Conclusion des auteurs

L’intégration des recommandations dans le dossier médical informatisé améliore les résultats des mesures de la tension artérielle et des données lipidiques mais sont équivoques pour l’HbA1c chez les patients diabétiques, avec un effet plus important lors de la combinaison des différentes stratégies d’intervention. Comme les preuves provenant des RCTs sont limitées et qu’il y a une grande hétérogénéité dans les stratégies et mesures des résultats, les preuves actuelles ne suffisent pas à la mise en place d’une stratégie d’optimisation de la prise en charge des patients diabétiques. Aucune stratégie d’intégration des recommandations au dossier médical ne sortait particulièrement du lot. Cependant, une combinaison de ces stratégies qui intègre les rappels avec des aides à la décision basées sur les recommandations peut aider les cliniciens à prodiguer des soins aux patients diabétiques basés sur l’EBM. Le contrôle lipidique et tensionnel est amélioré de manière constante tandis que le contrôle de l’hémoglobine glyquée demeure plus équivoque. Une amélioration du dépistage des complications microvasculaires, de la vaccination et de l’intégration des facteurs de risque cardiovasculaire a été observée tandis que pour la prescription de médicaments et pour l’encodage de la pression artérielle, du profil lipidique et de l’hémoglobine glyquée aucune amélioration n’a été mise en évidence. 

 

Financement de l’étude

Pas de financement.

 

Conflit d’intérêt des auteurs

Pas de conflit déclaré.

 

Discussion

Evaluation de la méthodologie

Pour cette synthèse méthodique, les auteurs ont utilisé les recommandations PRISMA pour établir le protocole.
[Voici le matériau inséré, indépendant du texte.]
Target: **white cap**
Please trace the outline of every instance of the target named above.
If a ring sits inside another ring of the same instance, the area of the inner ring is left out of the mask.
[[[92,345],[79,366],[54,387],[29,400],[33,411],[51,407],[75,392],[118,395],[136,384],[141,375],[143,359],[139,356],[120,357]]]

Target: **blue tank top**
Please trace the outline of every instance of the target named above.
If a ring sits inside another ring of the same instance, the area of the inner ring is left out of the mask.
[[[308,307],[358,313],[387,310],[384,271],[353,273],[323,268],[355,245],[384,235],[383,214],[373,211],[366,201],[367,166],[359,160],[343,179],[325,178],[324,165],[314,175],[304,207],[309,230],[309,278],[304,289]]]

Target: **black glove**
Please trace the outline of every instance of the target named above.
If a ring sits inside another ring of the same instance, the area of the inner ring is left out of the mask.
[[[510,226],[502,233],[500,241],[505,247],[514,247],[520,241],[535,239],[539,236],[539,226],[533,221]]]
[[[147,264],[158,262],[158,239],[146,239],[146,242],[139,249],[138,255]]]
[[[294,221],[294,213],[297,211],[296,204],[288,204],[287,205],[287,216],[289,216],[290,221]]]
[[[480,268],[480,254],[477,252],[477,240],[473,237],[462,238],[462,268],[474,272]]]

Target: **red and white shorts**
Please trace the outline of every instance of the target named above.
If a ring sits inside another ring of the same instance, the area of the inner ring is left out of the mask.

La recherche de littérature a été correctement menée dans quatre bases de données différentes. Ceci dit, si cette revue se veut méthodique, il manque une recherche de littérature grise complète et il n’y a pas de recherche de biais de publication non plus. Seul l’anglais était permis. Cette synthèse n’est donc probablement pas si méthodique que ça. Les termes de recherche ne précisent pas le type de diabète ; pire : diabète n’est pas un repris comme terme de recherche ! Le risque méthodologique de biais des RCTs incluses a été évalué par l’outil Cochrane Collaboration’s tool for assessing risk of bias pour estimer les risques de biais dans des RCTs. Le risque méthodologique de biais pour les autres études a été évalué par le Quality Assessment Tool for Quantitative Studies by the Effective Public Health Practice Project. Les résultats de cette analyse ne sont pas détaillés comme attendu. Notons que les études sélectionnées sont de mauvaise qualité. Aucune analyse statistique de l’hétérogénéité des différentes études n’a été réalisée. Aucune méta-analyse n’a été réalisée : la plus-value d’une méta-analyse n’est donc pas assurée en termes de puissance statistique. Enfin, cet article ne nous donne aucun résultat chiffré, aucun IC, alors qu'un des critères d'inclusion est "résultats quantitatifs". Il faut aller voir dans les suppléments pour avoir des données chiffrées… présentées de manière peu conventionnelles. Il est dès lors impossible de regarder à la significativité statistique. Cette synthèse méthodique se base sur des critères de jugements intermédiaires sans analyse de critères de jugement forts ; il est donc difficile de déterminer si le pronostic des patients diabétiques s’est amélioré ou non. Ces critères de jugement intermédiaires ont été évalués, selon les études, avant et après différentes techniques d’intégration de recommandations, ce qui rend également difficile l’interprétation globale des données. La méthode de sélection des cliniciens participant aux différentes études n’a pas été reprise dans la synthèse méthodique et leurs caractéristiques ne sont pas décrites, leur niveau d’adhérence aux recommandations au départ pouvant fortement influer les résultats (4).

 

Interprétation des résultats de l'étude

L’analyse des critères de jugement primaires met en évidence une différence très souvent significative avec une diminution du taux de LDL avec un risque de biais régulièrement élevé et une diminution souvent significative de la tension artérielle avec un risque de biais souvent modéré à élevé. Les résultats concernant l’hémoglobine glyquée eux demeurent plus équivoques, la durée des études impactant probablement le résultat, l’hémoglobine glyquée étant un paramètre plus long à stabiliser. Il est donc difficile de tirer des conclusions sur l’ensemble des données. La pertinence clinique de cette approche ne peut pas être évaluée. Néanmoins, l’analyse individuelle des études montre une augmentation significative de la compliance des cliniciens aux recommandations avec un risque de biais calculé modéré à élevé, passant de 15,6% à 32% pour les amorces de tests indiqués (p = 0,02), passant de 7,6% à 19,7% pour les rappels informatiques (p = 0,006) et passant de 6,1% à 35% pour les retours informatiques individualisés (p < 0,01).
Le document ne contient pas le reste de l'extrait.